Kissing the City
It is 9 A.M. and my family is staying together in a home in a suburb of LA. Down a winding road, where last night, my grandparents allowed the GPS to dictate how many feet, exactly, until turning left because the street signs in this small town are too slight to notice in the dark.
Two nights ago, we celebrated a wedding, with dry wine and long eyelashes and too many flowers and a brimming silver cup of blessing. May you respect each other. May you challenge each other for the good. May you raise children who will walk in the path of our forefathers. May you be blessed.
It is 9 A.M. and someone is frying eggs with jalapeño and someone is on the internet, checking into their flight, and someone is still sleeping. My uncle is wrapping tefillin on the porch. There is rhythm in his movement. He is etching deeper what has become permanent so many years ago. All I can think about is how I am a sucker for clichés.
He stands before tumbling hills. They weave in and out of each other, meeting to connect a home, to birth a tree, to lay still and feel the slopes of the other’s form. The clouds that frame them are not unlike the flour we spill onto a countertop before rolling dough, beautiful in its familiarity and dependable grace. The air, too, is lovable in its stability, in its unwavering commitment to making sure it never gets in the way.
My uncle is setting the tefillin box on his forehead now. Secures it, touches it, brings fingers to lips. This is his romance with G-d, and I look away.
I am facing the wall now, tracing its veins and its bruises, the battle scars of a life well lived in small town, rich man America. Its skin is peeling. Some day, a new plaster will make itself a home here. No one will eulogize his ancestry. His siblings will not attend the funeral.

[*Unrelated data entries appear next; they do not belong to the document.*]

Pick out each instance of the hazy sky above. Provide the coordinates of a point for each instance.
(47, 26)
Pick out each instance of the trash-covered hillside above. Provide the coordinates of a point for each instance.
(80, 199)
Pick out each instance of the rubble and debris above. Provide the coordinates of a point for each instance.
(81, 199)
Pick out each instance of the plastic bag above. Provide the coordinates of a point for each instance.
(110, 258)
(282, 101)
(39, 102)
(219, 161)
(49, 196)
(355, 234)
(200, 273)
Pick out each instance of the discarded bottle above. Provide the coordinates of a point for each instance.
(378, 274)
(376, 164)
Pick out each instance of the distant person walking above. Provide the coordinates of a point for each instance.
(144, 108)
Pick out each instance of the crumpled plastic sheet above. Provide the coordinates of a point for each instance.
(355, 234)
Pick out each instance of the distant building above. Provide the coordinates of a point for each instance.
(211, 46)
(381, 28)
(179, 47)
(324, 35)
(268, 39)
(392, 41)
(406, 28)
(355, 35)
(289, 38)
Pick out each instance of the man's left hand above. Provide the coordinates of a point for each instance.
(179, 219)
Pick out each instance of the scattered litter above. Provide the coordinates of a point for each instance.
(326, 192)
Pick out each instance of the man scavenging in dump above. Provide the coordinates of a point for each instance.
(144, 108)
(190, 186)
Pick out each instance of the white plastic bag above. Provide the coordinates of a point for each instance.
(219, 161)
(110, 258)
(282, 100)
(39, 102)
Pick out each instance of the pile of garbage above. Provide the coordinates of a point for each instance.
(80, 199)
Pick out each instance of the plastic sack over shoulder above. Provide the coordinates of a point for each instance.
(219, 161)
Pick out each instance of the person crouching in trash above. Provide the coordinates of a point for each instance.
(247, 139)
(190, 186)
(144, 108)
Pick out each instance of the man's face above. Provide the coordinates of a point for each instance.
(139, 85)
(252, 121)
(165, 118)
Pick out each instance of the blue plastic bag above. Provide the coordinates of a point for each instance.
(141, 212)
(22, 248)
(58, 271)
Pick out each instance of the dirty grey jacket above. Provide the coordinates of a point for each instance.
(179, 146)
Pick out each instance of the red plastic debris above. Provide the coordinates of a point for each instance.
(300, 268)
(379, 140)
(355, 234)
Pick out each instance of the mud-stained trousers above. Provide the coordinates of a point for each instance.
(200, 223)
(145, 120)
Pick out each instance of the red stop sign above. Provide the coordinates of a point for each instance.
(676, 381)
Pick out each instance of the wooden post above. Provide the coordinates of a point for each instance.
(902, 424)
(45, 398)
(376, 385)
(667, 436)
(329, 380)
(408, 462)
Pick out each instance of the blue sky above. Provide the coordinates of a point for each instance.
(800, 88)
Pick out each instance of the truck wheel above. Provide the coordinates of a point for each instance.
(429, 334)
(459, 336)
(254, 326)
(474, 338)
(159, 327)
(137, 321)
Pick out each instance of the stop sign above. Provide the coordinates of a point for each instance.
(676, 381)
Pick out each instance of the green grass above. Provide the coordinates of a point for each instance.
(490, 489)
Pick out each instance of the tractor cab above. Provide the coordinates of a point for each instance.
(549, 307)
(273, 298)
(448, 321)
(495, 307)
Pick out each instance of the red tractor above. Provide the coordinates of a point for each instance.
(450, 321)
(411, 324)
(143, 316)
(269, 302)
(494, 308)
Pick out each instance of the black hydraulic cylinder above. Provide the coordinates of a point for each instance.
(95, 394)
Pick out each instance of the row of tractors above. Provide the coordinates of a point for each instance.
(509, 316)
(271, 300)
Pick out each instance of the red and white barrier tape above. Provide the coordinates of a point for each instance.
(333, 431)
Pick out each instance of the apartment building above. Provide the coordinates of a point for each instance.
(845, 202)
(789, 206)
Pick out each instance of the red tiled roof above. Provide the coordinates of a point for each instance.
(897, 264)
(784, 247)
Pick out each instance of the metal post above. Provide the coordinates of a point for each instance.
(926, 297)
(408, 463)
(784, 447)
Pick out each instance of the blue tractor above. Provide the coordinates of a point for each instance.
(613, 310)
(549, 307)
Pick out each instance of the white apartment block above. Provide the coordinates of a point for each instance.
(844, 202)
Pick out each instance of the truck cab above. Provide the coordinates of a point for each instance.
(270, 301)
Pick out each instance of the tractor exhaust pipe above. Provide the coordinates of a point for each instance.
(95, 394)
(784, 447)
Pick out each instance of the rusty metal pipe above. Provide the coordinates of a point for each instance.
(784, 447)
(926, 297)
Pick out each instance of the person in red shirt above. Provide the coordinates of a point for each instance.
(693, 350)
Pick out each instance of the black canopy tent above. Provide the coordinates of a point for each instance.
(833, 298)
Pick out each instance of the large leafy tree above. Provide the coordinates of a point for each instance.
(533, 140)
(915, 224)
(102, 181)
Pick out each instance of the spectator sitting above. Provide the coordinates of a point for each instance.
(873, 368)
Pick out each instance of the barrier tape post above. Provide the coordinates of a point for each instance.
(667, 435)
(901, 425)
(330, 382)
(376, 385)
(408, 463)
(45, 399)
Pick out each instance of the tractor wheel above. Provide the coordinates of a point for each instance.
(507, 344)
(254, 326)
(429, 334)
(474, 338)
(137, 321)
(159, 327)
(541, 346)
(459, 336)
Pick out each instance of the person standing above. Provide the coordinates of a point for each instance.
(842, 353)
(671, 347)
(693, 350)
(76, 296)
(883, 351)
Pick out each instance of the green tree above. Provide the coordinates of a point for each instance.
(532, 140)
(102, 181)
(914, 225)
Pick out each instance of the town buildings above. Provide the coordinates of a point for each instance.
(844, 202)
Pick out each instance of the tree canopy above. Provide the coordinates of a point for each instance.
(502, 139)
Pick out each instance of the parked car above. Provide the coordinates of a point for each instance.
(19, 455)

Yesterday’s glory is satisfied to go nibbling on smoked meat and sunshine.
My praying uncle removes the tefillin from his head, kisses it and places it down on the table with a tender slowness I have not seen before. He is standing on a porch that has lived and will die. We are standing before mountains that can reach only till the sky. Here, on this ground, a limited being has spoken with the Eternal. He transcends the years we are allotted in this life. He is kissing the city, I think, he is kissing the G-dly letters in this porch. And this time, I do not look away.